Aku harus membiasakan diri dengan rumah baru, ruangan baru, langit-langit kamar yang baru, dan banyak hal yang rasanya sangat asing bagiku. Aku harus menghabiskan waktu lagi untuk melatih mata supaya mau terpejam di kamar yang tidak kukenal.

Sekolah baru. Aku harus menerima tatapan aneh dari teman-teman baru. Mereka yang akan selalu memandangku seolah aku adalah makhluk asing yang baru jatuh ke bumi. Mereka yang akan selalu meremehkanku, sebelum aku bisa menunjukkan kemampuanku dan kemudian membalas tatapan mereka (dengan dagu sedikit terangkat) sambil berkata dalam hati, “Aku tidak sebodoh itu untuk bisa kalian bully seenaknya,”. Hal yang harus kulakukan setiap kali mendapat predikat “anak baru” dan terhindar dari gangguan mereka yang merasa berkuasa adalah dengan menjadi bintang kelas. Ini pekerjaan yang sangat melelahkan, pekerjaan yang tidak perlu kulakukan seandainya aku masih baerada di sekolah yang lama, karena aku tidak perlu membuktikan apapun kepada siapapun.

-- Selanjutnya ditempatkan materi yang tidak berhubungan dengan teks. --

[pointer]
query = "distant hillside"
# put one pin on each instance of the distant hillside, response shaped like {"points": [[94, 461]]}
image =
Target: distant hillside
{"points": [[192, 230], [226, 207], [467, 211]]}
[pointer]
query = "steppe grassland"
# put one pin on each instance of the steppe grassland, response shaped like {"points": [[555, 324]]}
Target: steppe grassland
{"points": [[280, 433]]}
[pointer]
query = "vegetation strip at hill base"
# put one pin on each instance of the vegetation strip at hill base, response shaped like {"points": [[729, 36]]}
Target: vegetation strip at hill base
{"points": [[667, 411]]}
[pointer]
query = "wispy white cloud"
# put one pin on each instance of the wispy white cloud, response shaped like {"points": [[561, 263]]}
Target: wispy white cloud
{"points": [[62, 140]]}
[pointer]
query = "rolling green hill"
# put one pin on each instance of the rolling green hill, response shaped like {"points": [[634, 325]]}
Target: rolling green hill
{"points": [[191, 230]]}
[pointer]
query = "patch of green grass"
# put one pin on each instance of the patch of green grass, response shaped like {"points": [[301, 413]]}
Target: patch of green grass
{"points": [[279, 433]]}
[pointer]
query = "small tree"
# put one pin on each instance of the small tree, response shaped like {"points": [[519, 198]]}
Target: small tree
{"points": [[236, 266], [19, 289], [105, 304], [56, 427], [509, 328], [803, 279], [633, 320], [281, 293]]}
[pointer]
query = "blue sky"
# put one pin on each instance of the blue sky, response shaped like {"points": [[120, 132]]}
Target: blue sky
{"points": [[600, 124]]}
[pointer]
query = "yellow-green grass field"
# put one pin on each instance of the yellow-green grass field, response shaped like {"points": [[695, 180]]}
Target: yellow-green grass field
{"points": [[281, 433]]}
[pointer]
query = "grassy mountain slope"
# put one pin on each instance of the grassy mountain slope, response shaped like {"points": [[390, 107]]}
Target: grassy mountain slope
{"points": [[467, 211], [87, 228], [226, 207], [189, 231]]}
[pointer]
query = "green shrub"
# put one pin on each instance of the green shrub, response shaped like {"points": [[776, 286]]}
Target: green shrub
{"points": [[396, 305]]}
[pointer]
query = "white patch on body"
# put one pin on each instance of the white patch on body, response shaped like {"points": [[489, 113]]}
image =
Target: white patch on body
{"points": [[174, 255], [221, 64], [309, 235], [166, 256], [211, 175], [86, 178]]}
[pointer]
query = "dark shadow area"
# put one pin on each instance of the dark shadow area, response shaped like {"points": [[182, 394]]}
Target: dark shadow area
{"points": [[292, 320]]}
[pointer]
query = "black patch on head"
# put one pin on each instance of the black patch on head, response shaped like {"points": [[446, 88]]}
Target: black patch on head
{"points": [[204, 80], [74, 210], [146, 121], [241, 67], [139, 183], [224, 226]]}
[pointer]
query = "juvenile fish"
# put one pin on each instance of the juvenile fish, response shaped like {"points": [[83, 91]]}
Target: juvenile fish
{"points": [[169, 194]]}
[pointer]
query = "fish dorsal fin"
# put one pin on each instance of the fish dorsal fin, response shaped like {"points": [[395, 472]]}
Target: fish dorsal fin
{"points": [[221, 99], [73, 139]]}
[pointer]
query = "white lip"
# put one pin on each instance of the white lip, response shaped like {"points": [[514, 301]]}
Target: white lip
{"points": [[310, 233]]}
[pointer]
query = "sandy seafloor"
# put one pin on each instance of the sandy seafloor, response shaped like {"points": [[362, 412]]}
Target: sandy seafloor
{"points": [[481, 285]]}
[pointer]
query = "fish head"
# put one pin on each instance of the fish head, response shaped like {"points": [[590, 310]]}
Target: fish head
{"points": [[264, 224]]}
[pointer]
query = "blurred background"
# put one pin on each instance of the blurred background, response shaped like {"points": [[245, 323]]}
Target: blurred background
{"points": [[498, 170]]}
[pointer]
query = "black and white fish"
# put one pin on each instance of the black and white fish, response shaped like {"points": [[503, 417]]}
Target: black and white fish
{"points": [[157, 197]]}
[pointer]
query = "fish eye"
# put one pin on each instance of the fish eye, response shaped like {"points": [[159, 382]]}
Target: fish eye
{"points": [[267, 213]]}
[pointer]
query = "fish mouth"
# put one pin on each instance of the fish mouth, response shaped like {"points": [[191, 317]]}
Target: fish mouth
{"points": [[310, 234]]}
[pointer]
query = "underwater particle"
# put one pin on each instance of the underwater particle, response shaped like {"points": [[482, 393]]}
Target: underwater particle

Kata orang, kita akan selalu didekatkan dengan hal-hal yang kita benci. Aku rasa itu ada benarnya. Buktinya, sampai saat ini Tuhan masih dengan sedemikian rupa mengatur skenario hidupku agar merasakan kepindahan yang tidak pernah berhenti. Aku masih seperti manusia purba dengan sistem hidup nomaden, berpindah dari satu tempat ke tempat lainnya, tinggal di satu kota lalu hijrah ke kota lainnya.

Namun tampaknya, seiring berjalannya waktu, aku semakin terbiasa dan semakin bisa menerima. Kenapa? Karena pada akhirnya aku menyadari bahwa selama ini aku pindah pada segala sesuatu yang lebih baik. Walau pada awalnya aku tetap harus merasa bahwa semuanya janggal dan tidak menyenangkan.

Lalu kali ini, apa lagi? Apa sudah tiba waktunya untukku pindah hati?

Aku memang tidak pintar dalam mengambil keputusan. Hanya saja, aku melakukan segalanya berdasarkan keyakinan, dan kini yakin bahwa aku akan pindah ke hati yang lebih baik. Semoga rumusan pindah seperti itu belum…dan tidak akan pernah berubah.